The limitations of the present study are the potential bias that self-administered surveys and cross-sectional studies carry, and the fact that the survey was conducted in the context of the particular situation of the country with regard to the COVID-19 outbreak at the moment the dentists answered the survey, affecting their responses about future plans. These limitations could influence the results; thus, caution is recommended in generalizing these findings. It is also important to take into account that at the time of the survey, the COVID-19 vaccine was not available globally. It would be interesting to know if vaccination has changed the perception of dentists toward their current career plans.

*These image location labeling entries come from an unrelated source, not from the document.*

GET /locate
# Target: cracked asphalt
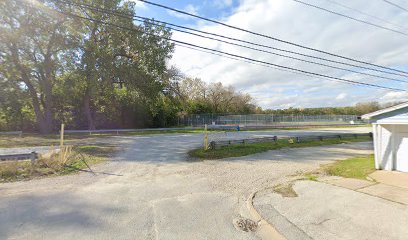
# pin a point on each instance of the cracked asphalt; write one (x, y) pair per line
(151, 190)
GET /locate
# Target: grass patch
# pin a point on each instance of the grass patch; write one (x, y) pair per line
(247, 149)
(33, 140)
(50, 165)
(356, 167)
(310, 177)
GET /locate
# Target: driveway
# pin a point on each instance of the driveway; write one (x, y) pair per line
(153, 191)
(324, 211)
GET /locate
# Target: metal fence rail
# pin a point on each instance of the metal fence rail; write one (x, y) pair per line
(20, 133)
(219, 144)
(265, 119)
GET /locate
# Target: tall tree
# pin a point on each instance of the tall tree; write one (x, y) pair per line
(133, 55)
(31, 46)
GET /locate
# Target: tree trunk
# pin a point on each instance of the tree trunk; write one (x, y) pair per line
(44, 126)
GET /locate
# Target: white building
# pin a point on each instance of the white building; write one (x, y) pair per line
(390, 132)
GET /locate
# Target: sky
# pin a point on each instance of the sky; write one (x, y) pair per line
(295, 22)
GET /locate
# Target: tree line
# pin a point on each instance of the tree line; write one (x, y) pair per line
(57, 68)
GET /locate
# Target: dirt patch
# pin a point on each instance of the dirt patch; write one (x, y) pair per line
(246, 225)
(286, 190)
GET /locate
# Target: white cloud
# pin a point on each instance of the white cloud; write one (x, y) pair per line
(189, 8)
(307, 26)
(222, 3)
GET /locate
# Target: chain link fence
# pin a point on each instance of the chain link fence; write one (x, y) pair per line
(267, 120)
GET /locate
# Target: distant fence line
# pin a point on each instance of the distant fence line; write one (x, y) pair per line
(265, 119)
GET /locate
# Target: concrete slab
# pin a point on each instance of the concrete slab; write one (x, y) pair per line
(394, 178)
(324, 211)
(350, 183)
(389, 192)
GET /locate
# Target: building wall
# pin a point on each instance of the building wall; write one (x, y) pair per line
(387, 143)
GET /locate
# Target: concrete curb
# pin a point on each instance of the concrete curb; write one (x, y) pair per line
(265, 230)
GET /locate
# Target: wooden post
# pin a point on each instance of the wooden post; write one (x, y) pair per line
(205, 137)
(62, 143)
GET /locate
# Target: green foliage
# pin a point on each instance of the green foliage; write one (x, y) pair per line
(359, 109)
(247, 149)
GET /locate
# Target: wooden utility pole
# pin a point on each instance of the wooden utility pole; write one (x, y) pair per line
(62, 142)
(205, 137)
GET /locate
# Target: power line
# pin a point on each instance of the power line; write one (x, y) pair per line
(396, 5)
(235, 55)
(290, 57)
(230, 38)
(366, 14)
(141, 19)
(269, 37)
(200, 50)
(352, 18)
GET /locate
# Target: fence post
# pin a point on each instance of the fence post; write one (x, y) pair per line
(62, 142)
(33, 159)
(205, 137)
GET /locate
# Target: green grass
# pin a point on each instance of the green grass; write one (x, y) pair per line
(247, 149)
(23, 170)
(356, 167)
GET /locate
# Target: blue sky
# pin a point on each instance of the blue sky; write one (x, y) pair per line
(208, 8)
(288, 20)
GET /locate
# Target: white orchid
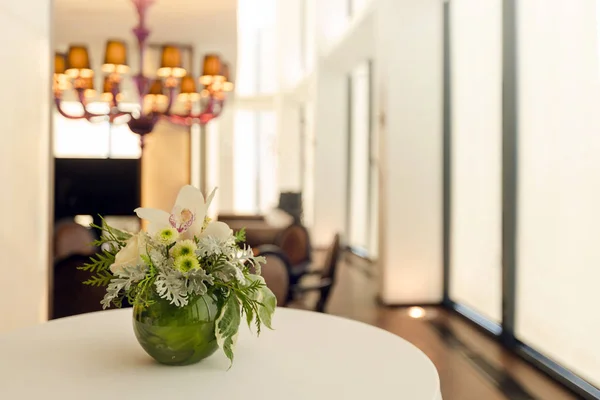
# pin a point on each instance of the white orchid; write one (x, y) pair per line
(187, 216)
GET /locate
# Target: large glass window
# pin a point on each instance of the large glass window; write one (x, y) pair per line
(558, 257)
(257, 55)
(476, 158)
(83, 139)
(255, 165)
(359, 178)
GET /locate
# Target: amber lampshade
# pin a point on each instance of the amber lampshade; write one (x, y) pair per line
(60, 63)
(87, 85)
(227, 84)
(188, 89)
(156, 94)
(107, 90)
(170, 63)
(156, 87)
(211, 69)
(115, 57)
(78, 62)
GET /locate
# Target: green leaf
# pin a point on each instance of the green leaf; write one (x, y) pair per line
(99, 262)
(102, 278)
(266, 299)
(227, 325)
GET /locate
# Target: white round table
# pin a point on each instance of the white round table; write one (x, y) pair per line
(308, 356)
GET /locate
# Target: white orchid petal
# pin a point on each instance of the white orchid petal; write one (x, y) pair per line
(191, 198)
(158, 219)
(217, 229)
(195, 229)
(209, 199)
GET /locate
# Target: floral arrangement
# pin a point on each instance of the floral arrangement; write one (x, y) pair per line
(182, 256)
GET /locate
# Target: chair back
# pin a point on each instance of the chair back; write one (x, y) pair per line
(276, 272)
(69, 295)
(294, 241)
(328, 273)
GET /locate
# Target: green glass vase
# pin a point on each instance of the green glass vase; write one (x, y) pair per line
(176, 335)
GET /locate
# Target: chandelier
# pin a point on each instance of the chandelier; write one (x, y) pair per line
(155, 96)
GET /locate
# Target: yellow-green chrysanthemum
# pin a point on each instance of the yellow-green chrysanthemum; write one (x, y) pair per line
(206, 221)
(167, 236)
(186, 263)
(184, 248)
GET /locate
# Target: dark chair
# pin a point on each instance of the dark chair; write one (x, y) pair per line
(294, 241)
(276, 272)
(69, 295)
(327, 276)
(71, 238)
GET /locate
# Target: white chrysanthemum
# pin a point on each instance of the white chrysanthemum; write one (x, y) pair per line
(187, 263)
(212, 245)
(184, 248)
(167, 236)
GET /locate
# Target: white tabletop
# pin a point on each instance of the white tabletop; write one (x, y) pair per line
(308, 356)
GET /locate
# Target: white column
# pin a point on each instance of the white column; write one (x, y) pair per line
(24, 161)
(331, 127)
(409, 94)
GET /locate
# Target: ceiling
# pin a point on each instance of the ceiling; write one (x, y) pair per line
(210, 25)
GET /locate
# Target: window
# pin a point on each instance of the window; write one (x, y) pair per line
(360, 190)
(558, 260)
(255, 162)
(257, 61)
(476, 135)
(83, 139)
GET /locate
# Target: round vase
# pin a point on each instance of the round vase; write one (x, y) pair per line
(176, 335)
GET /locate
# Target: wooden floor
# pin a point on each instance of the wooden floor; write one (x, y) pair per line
(471, 365)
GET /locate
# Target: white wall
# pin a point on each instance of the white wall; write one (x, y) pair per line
(24, 161)
(409, 87)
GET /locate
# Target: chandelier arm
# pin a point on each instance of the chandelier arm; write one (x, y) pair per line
(87, 114)
(119, 114)
(62, 112)
(171, 98)
(116, 91)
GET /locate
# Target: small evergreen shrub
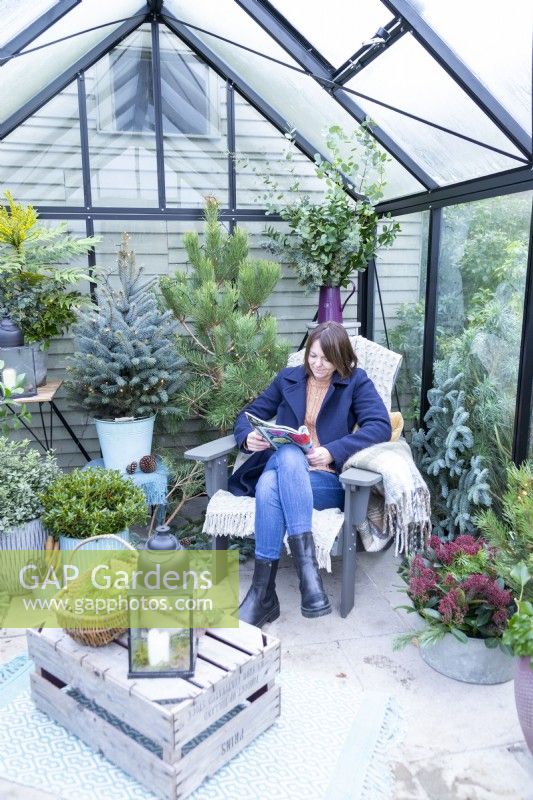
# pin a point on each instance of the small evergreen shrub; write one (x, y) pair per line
(24, 475)
(231, 349)
(125, 364)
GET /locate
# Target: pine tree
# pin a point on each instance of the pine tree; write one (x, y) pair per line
(125, 361)
(457, 479)
(232, 351)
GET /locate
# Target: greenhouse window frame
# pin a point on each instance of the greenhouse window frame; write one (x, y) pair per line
(455, 67)
(365, 54)
(35, 29)
(524, 387)
(318, 68)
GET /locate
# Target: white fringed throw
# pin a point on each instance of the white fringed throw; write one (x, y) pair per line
(228, 515)
(400, 505)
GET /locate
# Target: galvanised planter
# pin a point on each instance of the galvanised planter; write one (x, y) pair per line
(71, 543)
(29, 536)
(124, 442)
(41, 364)
(470, 662)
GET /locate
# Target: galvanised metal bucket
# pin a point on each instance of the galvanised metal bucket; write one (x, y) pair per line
(29, 536)
(470, 662)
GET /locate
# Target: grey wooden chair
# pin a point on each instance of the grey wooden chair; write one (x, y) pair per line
(382, 367)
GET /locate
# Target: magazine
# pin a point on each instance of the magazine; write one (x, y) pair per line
(278, 435)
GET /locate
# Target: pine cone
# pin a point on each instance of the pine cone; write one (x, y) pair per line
(148, 464)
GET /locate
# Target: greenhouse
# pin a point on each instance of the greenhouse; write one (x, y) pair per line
(209, 206)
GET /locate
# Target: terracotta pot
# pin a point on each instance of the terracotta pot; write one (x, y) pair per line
(470, 662)
(329, 304)
(523, 693)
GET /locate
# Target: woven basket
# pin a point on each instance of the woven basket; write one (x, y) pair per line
(106, 629)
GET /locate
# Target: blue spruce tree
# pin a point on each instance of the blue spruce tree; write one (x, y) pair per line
(125, 362)
(444, 451)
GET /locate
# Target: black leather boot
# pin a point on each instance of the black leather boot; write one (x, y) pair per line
(261, 603)
(315, 601)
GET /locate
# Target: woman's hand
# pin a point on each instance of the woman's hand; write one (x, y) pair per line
(255, 442)
(319, 457)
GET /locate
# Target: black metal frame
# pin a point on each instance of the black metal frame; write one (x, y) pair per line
(461, 74)
(434, 199)
(394, 30)
(430, 309)
(158, 115)
(35, 29)
(524, 395)
(63, 80)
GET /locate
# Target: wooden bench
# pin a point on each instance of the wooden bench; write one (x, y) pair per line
(194, 726)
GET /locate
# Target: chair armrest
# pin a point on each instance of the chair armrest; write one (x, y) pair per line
(359, 477)
(212, 450)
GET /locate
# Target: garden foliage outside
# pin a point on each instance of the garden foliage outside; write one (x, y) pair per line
(469, 426)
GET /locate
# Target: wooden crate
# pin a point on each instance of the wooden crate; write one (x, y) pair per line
(234, 667)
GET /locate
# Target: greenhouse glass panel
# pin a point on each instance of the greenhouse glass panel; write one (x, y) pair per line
(292, 307)
(407, 77)
(36, 69)
(261, 151)
(337, 29)
(120, 119)
(482, 273)
(289, 92)
(17, 16)
(194, 126)
(399, 307)
(494, 42)
(40, 162)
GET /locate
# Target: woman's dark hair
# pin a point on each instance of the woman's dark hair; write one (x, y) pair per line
(336, 346)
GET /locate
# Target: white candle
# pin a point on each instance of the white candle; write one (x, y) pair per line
(9, 377)
(158, 647)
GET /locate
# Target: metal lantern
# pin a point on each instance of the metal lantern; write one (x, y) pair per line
(18, 370)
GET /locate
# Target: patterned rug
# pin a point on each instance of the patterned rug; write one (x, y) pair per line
(332, 742)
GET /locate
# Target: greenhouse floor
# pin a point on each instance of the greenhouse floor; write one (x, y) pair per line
(455, 740)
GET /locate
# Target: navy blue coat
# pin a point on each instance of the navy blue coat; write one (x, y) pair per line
(348, 401)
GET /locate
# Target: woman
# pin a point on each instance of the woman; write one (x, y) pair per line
(330, 395)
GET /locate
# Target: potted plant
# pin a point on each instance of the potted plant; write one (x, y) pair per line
(9, 400)
(92, 502)
(511, 533)
(24, 475)
(125, 368)
(465, 604)
(38, 295)
(329, 240)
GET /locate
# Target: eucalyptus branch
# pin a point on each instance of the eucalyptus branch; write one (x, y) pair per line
(194, 338)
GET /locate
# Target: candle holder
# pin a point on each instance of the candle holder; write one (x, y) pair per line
(160, 652)
(18, 370)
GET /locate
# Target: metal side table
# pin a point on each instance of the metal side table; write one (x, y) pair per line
(46, 395)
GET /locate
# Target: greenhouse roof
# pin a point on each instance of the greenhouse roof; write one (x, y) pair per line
(448, 85)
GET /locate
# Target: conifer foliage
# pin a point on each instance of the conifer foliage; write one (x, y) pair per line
(458, 479)
(125, 361)
(231, 349)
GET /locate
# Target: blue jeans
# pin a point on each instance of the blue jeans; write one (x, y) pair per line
(286, 494)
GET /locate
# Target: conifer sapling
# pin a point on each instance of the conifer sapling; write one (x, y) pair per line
(125, 361)
(231, 349)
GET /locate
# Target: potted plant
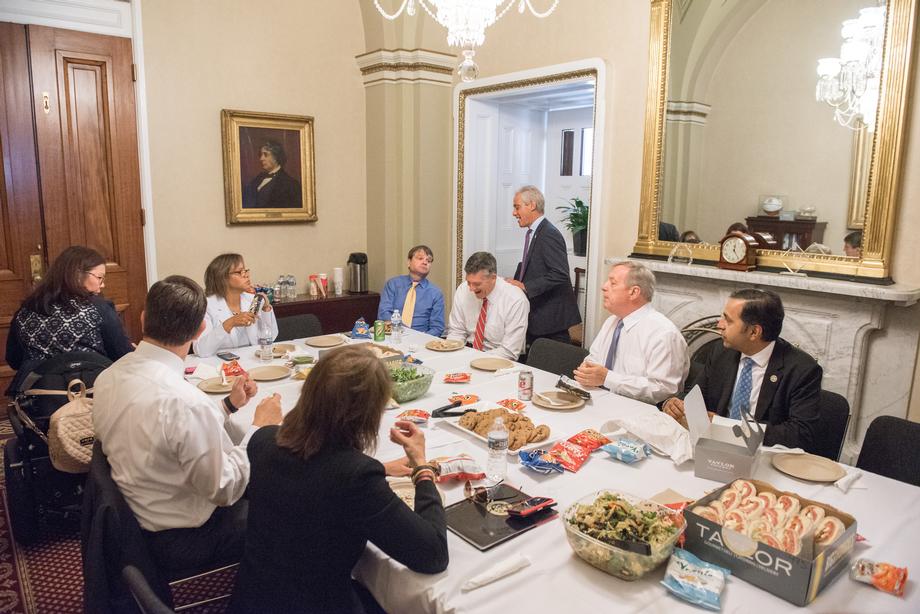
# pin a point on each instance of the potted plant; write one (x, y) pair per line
(576, 220)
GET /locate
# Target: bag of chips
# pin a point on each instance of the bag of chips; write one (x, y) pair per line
(589, 439)
(540, 461)
(360, 330)
(571, 456)
(694, 580)
(627, 450)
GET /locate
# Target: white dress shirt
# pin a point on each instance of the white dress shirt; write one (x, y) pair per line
(166, 441)
(651, 360)
(215, 338)
(506, 319)
(761, 360)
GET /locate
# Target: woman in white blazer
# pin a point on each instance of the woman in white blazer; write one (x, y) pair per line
(228, 323)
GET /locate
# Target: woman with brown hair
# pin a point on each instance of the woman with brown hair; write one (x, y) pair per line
(316, 498)
(229, 323)
(66, 313)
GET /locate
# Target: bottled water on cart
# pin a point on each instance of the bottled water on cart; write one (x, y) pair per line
(498, 453)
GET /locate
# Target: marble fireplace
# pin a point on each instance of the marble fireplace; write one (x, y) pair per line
(864, 336)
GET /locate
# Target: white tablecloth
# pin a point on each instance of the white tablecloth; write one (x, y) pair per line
(557, 580)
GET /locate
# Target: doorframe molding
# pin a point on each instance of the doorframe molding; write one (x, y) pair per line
(111, 18)
(536, 77)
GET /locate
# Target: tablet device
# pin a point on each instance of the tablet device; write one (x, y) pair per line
(483, 529)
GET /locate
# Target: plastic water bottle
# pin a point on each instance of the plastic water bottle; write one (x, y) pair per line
(396, 327)
(498, 452)
(265, 339)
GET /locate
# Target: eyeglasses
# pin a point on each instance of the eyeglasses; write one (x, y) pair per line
(484, 494)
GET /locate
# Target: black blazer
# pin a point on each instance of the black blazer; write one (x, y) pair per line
(549, 285)
(788, 400)
(310, 520)
(282, 192)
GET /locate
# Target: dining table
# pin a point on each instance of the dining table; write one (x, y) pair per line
(557, 579)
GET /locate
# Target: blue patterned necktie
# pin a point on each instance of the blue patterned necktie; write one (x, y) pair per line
(612, 352)
(741, 398)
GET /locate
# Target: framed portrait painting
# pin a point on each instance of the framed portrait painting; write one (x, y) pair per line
(268, 167)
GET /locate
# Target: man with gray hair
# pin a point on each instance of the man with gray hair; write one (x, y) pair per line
(639, 352)
(488, 312)
(543, 273)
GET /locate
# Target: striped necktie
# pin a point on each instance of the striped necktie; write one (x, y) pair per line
(409, 305)
(481, 325)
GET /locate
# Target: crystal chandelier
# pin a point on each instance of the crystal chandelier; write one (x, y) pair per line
(466, 22)
(850, 83)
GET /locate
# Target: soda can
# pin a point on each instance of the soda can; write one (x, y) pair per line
(525, 385)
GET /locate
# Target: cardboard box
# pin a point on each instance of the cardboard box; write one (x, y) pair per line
(797, 579)
(721, 452)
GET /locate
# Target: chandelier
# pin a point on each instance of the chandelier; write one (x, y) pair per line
(466, 22)
(850, 83)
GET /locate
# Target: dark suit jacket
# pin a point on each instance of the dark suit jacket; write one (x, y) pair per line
(788, 405)
(549, 286)
(282, 192)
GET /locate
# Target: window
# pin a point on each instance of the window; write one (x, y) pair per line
(587, 151)
(568, 153)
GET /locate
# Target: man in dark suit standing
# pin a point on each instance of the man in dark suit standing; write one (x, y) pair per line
(759, 372)
(543, 273)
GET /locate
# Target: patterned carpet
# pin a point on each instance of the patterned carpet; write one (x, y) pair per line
(47, 576)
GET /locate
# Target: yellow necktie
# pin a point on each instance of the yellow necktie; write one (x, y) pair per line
(409, 305)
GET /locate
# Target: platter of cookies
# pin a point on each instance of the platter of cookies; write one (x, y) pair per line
(523, 434)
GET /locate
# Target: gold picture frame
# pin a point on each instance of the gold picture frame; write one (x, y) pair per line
(268, 167)
(884, 165)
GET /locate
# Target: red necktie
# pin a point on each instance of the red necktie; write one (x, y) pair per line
(481, 325)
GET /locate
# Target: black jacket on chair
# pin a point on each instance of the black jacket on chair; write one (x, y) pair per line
(549, 285)
(789, 394)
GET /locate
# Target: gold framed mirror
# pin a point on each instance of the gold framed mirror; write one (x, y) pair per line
(733, 126)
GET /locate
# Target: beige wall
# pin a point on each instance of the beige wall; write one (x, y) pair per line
(273, 56)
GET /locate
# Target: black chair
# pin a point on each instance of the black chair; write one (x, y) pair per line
(298, 327)
(555, 357)
(111, 540)
(833, 419)
(144, 596)
(892, 448)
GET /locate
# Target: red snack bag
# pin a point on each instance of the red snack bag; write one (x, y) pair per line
(416, 416)
(233, 368)
(589, 439)
(513, 404)
(569, 455)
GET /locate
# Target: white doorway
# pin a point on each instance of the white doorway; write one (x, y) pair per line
(528, 132)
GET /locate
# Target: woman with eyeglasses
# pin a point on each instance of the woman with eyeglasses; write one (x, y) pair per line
(229, 323)
(67, 313)
(316, 498)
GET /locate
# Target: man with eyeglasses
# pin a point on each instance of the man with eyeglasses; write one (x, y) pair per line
(419, 301)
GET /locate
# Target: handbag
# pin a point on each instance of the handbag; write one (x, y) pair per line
(70, 432)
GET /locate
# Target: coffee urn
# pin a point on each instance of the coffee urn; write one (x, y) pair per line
(357, 273)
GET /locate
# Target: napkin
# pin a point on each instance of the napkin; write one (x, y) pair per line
(498, 571)
(205, 371)
(846, 482)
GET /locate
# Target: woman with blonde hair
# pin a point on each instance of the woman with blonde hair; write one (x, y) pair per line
(229, 322)
(316, 498)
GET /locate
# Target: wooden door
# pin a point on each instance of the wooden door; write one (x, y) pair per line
(85, 130)
(20, 215)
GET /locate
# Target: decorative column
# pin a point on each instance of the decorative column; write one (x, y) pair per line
(408, 133)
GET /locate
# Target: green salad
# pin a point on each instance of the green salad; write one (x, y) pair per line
(404, 374)
(612, 518)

The COVID-19 pandemic has affected the career plans of dentists, with the impact being greater among older clinicians, dentists with a privately owned practice and dentists with a greater perception of the risk of contagion.
Ethics approval and consent to participate
The study was approved by the Ethics Committee of Fundación Universitaria CIEO – UniCIEO, Bogota, Colombia (No. 101, file 62). All respondents provided informed written consent for the participation in the study.
The datasets generated and/or analyzed during the current study are available from the corresponding author on reasonable request.